Xuancheng's per capita disposable income is ¥30,746 as of 2020, and stood at ¥42,134 for urban residents, and ¥18,928 for rural residents.

Xuancheng's major industrial products include beverages, cloth, concrete, electronics components, fertilizer, paper and cardboard.

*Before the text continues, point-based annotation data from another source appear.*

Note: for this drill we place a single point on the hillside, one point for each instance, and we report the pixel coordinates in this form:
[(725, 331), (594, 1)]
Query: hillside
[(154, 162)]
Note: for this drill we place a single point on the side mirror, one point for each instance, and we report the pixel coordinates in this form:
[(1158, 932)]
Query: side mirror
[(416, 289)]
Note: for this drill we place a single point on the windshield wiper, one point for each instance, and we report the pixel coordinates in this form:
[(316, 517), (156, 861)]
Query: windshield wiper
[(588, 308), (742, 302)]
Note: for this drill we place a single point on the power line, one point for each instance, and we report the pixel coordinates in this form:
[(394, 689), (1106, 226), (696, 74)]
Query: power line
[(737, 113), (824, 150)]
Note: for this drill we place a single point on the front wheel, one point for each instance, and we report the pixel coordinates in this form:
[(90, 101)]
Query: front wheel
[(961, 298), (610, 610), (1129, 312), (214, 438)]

Xuancheng is known for its production of high quality Xuan paper (宣纸 (宣紙)), Xuan writing brushes (宣笔 (宣筆)), and Xuan ink stones (宣砚 (宣硯)), all of which are used in traditional Chinese calligraphy and painting. These products make up a large proportion of the city's exports.

==Notable people==

- Hu Shih (1891–1962): philosopher, essayist and diplomat, one of the leaders of China's New Culture Movement, former president of Peking University (in 1939 Hu Shih was nominated for a Nobel Prize in literature)
- Wang Jiaxiang (1906–1974): the first Chinese Ambassador to Soviet Union after the establishment of People's Republic of China
- Wu Zuoren (1908–1997): painter, former principal of the China Central Academy of Fine Arts
- Ren Xinmin (1915–2017): aerospace engineer and a specialist in astronautics and liquid rocket engine technology
- Hu Jintao (1942– ): former General Secretary of the Communist Party and President of China
- Mei Yaochen (1002–1060), a major poet of the Northern Song dynasty

==Education==

- Hefei University of Technology Xuancheng Campus
- Xuancheng High School
- Xuancheng Vocational & Technical college

==Transportation==

===Rail===
Xuancheng is served by the Anhui–Jiangxi Railway and Beijing–Taipei High-Speed Rail Corridor.